| name | magic-multi-step-marl |
| description | MAGIC (Multi-step Advantage-Gated Interventional Causal MARL) — counterfactual action interventions with advantage-gated intrinsic rewards for multi-agent coordination. |
MAGIC: Multi-Step Causal MARL
Overview
Multi-agent RL framework that estimates multi-step causal influence between agents via counterfactual action interventions and converts them into advantage-gated intrinsic rewards.
Core Methodology
Problem
- MARL needs learning signals that promote coordination
- Single-step influence insufficient for multi-step effects
- Need to estimate how one agent's action affects teammates over future steps
Solution: MAGIC Framework
- Counterfactual Action Interventions: Simulate alternative actions and observe teammate futures
- Multi-Step Causal Effect: Measure teammate trajectory divergence under factual vs. counterfactual
- Advantage-Gated Intrinsic Rewards: Gate causal influence by advantage (task-aligned)

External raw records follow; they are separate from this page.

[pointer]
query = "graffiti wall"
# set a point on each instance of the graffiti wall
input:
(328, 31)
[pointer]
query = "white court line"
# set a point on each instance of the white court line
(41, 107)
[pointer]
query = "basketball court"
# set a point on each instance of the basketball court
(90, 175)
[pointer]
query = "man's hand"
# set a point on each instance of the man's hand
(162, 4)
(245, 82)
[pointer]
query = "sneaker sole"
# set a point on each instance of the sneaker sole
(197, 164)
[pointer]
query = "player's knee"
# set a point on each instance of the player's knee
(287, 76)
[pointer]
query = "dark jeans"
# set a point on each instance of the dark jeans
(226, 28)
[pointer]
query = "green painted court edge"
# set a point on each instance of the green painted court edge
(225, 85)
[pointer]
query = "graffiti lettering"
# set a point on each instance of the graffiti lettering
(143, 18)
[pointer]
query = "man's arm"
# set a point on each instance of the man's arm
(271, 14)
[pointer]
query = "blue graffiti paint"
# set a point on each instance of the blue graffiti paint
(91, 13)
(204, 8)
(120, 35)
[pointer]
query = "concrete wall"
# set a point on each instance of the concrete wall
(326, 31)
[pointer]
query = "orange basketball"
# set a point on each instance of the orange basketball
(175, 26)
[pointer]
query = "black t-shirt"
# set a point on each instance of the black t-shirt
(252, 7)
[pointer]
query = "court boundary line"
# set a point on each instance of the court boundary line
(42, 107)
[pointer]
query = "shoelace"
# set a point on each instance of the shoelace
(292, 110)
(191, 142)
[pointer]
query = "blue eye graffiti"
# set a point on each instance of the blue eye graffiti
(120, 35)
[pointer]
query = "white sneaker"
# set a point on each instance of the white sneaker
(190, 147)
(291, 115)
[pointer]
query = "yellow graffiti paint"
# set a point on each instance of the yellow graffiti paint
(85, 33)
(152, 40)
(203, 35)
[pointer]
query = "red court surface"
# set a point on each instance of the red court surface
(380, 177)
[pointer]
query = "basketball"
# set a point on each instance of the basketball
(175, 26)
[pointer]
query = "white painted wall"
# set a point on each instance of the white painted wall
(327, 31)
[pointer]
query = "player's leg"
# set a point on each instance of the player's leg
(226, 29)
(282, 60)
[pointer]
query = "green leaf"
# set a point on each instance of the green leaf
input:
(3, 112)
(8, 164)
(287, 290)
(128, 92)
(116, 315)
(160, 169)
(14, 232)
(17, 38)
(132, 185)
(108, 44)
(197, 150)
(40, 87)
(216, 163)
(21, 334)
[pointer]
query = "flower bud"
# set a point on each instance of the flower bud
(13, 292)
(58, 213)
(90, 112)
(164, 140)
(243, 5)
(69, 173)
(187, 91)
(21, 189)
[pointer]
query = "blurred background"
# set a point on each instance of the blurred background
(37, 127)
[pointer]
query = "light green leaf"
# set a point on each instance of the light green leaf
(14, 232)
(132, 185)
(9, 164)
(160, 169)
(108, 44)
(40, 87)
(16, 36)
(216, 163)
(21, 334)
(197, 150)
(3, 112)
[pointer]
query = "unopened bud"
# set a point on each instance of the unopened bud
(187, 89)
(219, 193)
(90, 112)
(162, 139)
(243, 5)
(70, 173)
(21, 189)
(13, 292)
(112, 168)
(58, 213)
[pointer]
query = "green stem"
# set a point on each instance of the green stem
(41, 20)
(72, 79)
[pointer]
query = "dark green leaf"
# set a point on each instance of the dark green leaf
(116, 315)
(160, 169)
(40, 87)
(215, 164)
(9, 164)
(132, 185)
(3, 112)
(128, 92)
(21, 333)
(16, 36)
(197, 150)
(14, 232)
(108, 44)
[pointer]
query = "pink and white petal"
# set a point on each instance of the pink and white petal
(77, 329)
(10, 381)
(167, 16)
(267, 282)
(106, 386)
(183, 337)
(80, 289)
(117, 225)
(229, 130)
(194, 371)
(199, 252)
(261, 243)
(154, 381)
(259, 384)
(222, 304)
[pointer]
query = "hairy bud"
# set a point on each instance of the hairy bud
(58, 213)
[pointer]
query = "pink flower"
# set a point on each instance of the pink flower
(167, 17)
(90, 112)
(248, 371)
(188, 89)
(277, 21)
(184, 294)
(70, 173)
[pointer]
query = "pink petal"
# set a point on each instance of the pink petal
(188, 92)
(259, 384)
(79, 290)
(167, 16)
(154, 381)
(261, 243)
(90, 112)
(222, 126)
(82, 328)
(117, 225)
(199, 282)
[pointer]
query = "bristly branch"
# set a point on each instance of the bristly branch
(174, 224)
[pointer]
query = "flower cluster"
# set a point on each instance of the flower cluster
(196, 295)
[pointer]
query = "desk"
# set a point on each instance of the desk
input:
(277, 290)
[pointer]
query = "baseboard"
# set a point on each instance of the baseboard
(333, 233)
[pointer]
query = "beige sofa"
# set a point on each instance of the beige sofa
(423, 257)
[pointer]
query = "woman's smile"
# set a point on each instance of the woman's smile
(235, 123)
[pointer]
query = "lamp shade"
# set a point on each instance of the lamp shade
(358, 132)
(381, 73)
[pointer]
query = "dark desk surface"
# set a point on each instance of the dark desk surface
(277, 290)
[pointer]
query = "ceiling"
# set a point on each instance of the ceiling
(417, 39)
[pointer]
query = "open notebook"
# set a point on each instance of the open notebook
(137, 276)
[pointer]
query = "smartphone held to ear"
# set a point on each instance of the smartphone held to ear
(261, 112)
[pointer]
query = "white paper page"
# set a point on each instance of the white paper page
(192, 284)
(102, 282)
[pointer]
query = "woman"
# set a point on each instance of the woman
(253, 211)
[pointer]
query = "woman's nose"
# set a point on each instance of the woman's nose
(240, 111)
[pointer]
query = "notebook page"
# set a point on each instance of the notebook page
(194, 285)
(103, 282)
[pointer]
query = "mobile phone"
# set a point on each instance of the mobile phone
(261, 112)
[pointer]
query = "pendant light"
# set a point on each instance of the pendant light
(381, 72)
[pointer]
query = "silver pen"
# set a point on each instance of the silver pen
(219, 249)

- CTDE Compatible: Centralized training, decentralized execution
Key Algorithm
For each agent:
- Simulate counterfactual action a' instead of factual action a
- Observe teammate trajectories under both branches (multi-step horizon)
- Measure causal influence: Δ(teammate futures)
- Gate by advantage: intrinsic reward = causal_influence × advantage_gate
Implementation Steps
- Build multi-agent environment simulator (can simulate counterfactuals)
- For each agent, sample counterfactual actions
- Simulate teammate trajectories for factual + counterfactual branches
- Compute multi-step causal influence metric
- Apply advantage gate: only promote beneficial coordination
- Add intrinsic reward to environmental reward
Applications
- StarCraft micromanagement (SMAC, SMACv2)
- Multi-agent particle environments (MPE)
- Team coordination tasks
- Dec-POMDP with partial observability
Pitfalls
- Don't: Apply intrinsic rewards without advantage gate (distracts from task)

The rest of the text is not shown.